Michael Grey, Edinburgh
Listening to the repeatedly unchallenged comments of Boris Johnson and his anointed disciples one could be forgiven for thinking he should be sainted for his personal contribution to saving the UK, if not the planet, from the scourge of Covid-19.
Ignoring the apparent party atmosphere at Number 10 and attempting to objectively analyse maverick Johnson’s devious gambles, he has manifestly failed on two basic criteria, mortality rate and economic performance. Whether considering deaths directly associated with coronavirus, now in excess of 150,000, or deaths including those termed “excess” as indirectly arising from coronavirus, now estimated at around 250,000 from latest ONS figures, the UK has suffered among the highest mortality rates in the world. Economically the UK has had a similarly unenviable outcome as the relative decline in GDP through the coronavirus pandemic has also been among the worst.
But what about that claimed “world-leading vaccine and booster roll-out”? Certainly gambling the public’s money on backing a number of favoured vaccines, and particularly the Oxford-Astra-Zeneca vaccine, got the UK off to a good start in spite of PPE stocks having been run-down or being out-of-date and the NHS in the process of being slimmed-down ahead of privatisation.
However, not only has the UK been overtaken in vaccine take-up by many countries, including a number of our European neighbours, it has also been revealed that the Oxford-Astra-Zeneca vaccine appears to be comparatively ineffective in combating the Omicron variant, with rapidly waning “immunity” making the booster roll-out a necessity.
Perhaps the next time TV journalists host another Tory MP or MSP TV propaganda slot our self-serving Tory politicians will at least be challenged on their deceitful statements, never mind on the billions and billions of pounds corruptly wasted in illegal “VIP Contracts”, defective PPE supplies and a malfunctioning test and trace regime.
Stan Grodynski, Longniddry, East Lothian
Blow wind, blow
The SNP’s triumphant announcement regarding new leases for wind farms in the North Sea was understandable. In the same way as Boris Johnson, the First Minister needed a good news diversion from her “tsunami” of recent decision-making.
Unfortunately, though warmly welcomed, the new wind farms will not come anywhere near solving our energy supply problems. Wind-driven generation is fine, and of course has a part to play, but it is limited and relies entirely on the weather.
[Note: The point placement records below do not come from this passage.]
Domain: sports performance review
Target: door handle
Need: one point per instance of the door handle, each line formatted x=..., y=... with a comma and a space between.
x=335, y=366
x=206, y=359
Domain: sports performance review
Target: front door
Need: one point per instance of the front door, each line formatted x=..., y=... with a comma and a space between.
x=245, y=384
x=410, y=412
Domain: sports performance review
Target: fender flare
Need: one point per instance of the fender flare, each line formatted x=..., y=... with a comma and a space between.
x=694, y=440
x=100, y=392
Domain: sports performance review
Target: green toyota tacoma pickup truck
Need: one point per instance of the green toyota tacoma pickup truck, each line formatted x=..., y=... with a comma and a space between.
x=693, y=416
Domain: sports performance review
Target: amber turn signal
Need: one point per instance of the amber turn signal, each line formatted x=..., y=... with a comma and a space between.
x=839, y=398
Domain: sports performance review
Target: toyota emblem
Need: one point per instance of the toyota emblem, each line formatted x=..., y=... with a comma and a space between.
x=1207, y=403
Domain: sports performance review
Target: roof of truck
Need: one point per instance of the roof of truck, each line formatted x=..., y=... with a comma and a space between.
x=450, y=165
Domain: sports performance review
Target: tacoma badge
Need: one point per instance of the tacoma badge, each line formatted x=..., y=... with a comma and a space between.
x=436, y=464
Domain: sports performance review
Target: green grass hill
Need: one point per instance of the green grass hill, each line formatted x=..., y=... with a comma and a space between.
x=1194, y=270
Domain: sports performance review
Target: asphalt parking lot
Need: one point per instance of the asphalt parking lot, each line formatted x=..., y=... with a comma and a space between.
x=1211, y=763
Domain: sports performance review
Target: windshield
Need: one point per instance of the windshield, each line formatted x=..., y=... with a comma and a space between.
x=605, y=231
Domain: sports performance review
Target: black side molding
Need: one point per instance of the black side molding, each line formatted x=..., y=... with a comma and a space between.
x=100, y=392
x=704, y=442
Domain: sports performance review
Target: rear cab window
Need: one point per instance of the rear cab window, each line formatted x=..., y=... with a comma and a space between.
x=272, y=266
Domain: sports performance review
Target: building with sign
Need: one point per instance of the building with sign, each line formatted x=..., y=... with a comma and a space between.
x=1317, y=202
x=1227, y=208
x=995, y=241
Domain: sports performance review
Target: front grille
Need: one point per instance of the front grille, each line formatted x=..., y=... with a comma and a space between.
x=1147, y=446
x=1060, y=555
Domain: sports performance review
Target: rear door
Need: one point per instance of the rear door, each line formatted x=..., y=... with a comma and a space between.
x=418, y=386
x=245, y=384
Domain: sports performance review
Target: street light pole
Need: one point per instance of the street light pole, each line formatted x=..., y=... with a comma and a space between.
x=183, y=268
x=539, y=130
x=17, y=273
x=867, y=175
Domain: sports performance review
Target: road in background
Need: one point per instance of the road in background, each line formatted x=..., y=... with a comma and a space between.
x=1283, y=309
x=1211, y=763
We could start by ditching fantasy and accepting that. All the fairy tale scenarios in the world and ten thousand new wind farms will not change this simple fact: when the wind stops, the blackouts start. For every wind farm, we need an oil or gas-driven guaranteed stand-by.
There is a solution. Nuclear power will supply clean and reliable energy. The reasons the SNP/Greens oppose nuclear in Scotland are one hundred per cent ideological. Of course it will take years to build the capacity needed but we should start now.
Already, down south, small, mobile, nuclear plants are in the process of being built and utilised to help. It is vital to go nuclear if we are to combat climate change seriously.
By banning nuclear, politicians are condemning generations of Scots to come to uncertainty. They will be forced into reliance on hellishly expensive, and perhaps even then not available, imported gas and oil. You cannot shut down all our oil and gas and coal and then through some kind of fantastic bread and fishes style miracle still expect wind to keep the lights on keep and our people alive. It will never happen. And, as always, it is the poor who will suffer disproportionately.
A solution is there and merely needs embracing. Or are we going to allow posturing and dogma-driven, third-rate politicians to decide the future guarantee of warmth and light to our old, our children and grandchildren?